Nvidia, Apple, and others allegedly trained AI using 173,000 YouTube videos — professional creators frustrated by latest AI training scandal: Report
Nvidia, Apple, and others allegedly trained AI using 173,000 YouTube videos — professional creators frustrated by latest AI training scandal: Report

Nvidia, Apple, and others allegedly trained AI using 173,000 YouTube videos — professional creators frustrated by latest AI training scandal: Report

Some of the world's wealthiest companies, including Apple and Nvidia, are among countless parties who allegedly trained their AI using scraped YouTube videos as training data. The YouTube transcripts were reportedly accumulated through means that violate YouTube's Terms of Service and have some creators seeing red. The news was first discovered in a joint investigation by Proof News and Wired.
While major AI companies and producers often keep their AI training data secret, heavyweights like Apple, Nvidia, and Salesforce have revealed their use of "The Pile", an 800GB training dataset created by EleutherAI, and the YouTube Subtitles dataset within it. The YouTube Subtitles training data is made up of 173,536 YouTube plaintext transcripts scraped from the site, including 12,000+ videos which have been removed since the dataset's creation in 2020.
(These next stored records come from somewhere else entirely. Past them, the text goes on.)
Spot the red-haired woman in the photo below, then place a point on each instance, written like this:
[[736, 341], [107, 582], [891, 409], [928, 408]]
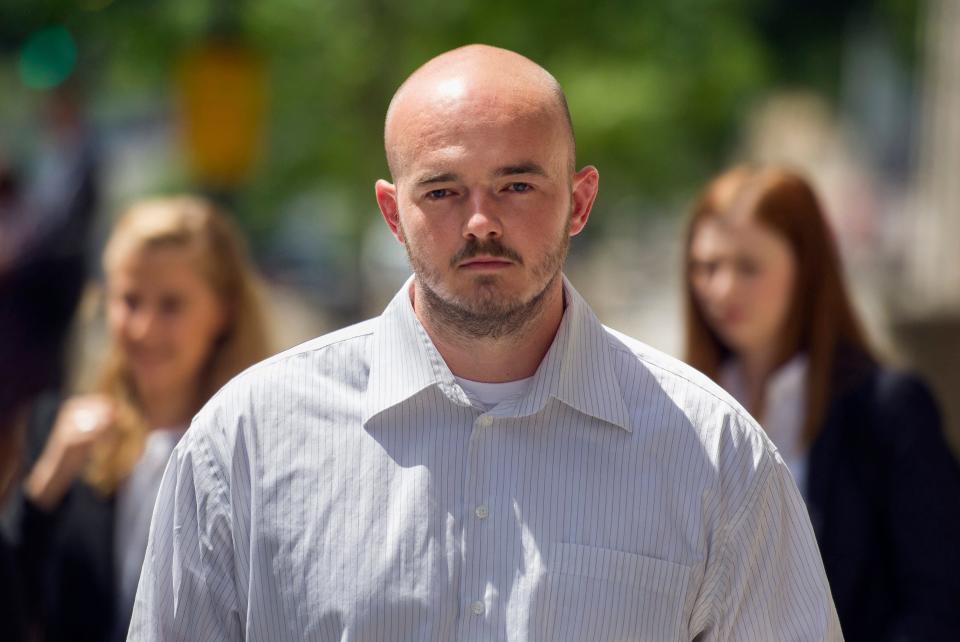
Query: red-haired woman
[[769, 318]]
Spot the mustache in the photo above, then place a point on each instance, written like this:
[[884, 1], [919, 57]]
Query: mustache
[[473, 247]]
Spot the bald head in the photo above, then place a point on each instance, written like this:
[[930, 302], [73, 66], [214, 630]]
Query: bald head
[[475, 83]]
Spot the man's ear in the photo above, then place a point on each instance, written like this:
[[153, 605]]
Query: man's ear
[[586, 183], [387, 201]]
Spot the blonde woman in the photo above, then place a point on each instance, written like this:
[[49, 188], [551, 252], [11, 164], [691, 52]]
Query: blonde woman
[[183, 316]]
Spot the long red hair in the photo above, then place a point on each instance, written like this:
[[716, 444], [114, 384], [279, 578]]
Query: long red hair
[[821, 321]]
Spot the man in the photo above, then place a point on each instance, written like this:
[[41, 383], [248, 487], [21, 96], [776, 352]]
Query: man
[[485, 460]]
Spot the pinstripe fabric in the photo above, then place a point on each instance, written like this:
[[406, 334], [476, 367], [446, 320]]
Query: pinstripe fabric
[[346, 490]]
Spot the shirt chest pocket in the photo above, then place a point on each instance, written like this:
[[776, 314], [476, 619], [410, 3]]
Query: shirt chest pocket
[[600, 594]]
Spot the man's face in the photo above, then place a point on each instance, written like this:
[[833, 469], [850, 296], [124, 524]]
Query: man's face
[[484, 198]]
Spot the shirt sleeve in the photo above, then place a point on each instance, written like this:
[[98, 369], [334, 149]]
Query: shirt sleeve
[[770, 584], [187, 588]]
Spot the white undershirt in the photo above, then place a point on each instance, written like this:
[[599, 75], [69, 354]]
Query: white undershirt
[[784, 410], [487, 395], [135, 499]]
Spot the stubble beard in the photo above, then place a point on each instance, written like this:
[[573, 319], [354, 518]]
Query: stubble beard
[[487, 314]]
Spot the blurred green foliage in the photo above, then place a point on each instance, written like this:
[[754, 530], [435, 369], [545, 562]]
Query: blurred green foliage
[[657, 88]]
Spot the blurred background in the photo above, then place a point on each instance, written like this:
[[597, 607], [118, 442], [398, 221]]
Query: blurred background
[[276, 109]]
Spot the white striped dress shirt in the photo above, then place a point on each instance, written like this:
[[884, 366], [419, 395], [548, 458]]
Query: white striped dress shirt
[[348, 490]]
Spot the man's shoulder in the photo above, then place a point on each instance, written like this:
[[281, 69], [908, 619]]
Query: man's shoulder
[[674, 377], [309, 355], [339, 355]]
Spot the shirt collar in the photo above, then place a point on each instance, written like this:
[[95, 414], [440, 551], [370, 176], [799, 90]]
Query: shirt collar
[[786, 382], [578, 369]]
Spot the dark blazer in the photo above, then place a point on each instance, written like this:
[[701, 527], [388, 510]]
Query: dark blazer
[[67, 555], [69, 567], [883, 490]]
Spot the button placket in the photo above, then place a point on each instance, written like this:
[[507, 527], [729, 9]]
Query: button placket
[[476, 543]]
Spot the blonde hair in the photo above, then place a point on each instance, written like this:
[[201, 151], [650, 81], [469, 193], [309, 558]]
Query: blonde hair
[[222, 261]]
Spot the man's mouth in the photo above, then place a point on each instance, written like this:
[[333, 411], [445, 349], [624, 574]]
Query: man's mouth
[[485, 263]]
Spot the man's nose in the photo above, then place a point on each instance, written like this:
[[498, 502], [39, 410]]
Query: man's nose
[[483, 221]]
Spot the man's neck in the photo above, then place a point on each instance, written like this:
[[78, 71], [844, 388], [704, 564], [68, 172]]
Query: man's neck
[[501, 359]]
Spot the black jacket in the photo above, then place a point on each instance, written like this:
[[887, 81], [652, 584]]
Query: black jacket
[[69, 567], [883, 490]]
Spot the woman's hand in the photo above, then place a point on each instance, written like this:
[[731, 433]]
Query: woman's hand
[[80, 425]]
Affected parties whose work was purportedly scraped for the training data include education channels like Crash Course (1,862 videos taken for training) and Philosophy Tube (146 videos taken), YouTube megastars like MrBeast (two videos) and Pewdiepie (337 videos), and TechTubers like Marques Brownlee (seven videos) and Linus Tech Tips (90 videos). Proof News created a tool you can use to survey the entirety of the YouTube videos allegedly used without consent.
Here’s what I don’t understand: these are the wealthiest corporations in the world. They literally have trillions of dollars at their disposal. Since they clearly believed there was value in the videos they stole, why could they not just ask the creators’ permission, and if they consent, pay them a fair fee for access? If they don’t consent, why not just hire a creative to make some more content for them to use? I mean, Apple owns a massive production studio for fucks sake. Tim Cook farts money, I don’t think a thousand dollar investment in a real person is going to break the bank. They could even order up a whole new show just to train the model.
Instead, they piss off creatives by stealing their work. Just use your money for once. Invest in content. Everybody would be happier, they’d garner some trust, and nobody’s livelihood would be harmed.
But no, instead they choose the most devious, underhanded, selfishly shitty way to conduct their business. Fuck these evilcorps.
Because the techbros know that licensing is far more expensive than theft.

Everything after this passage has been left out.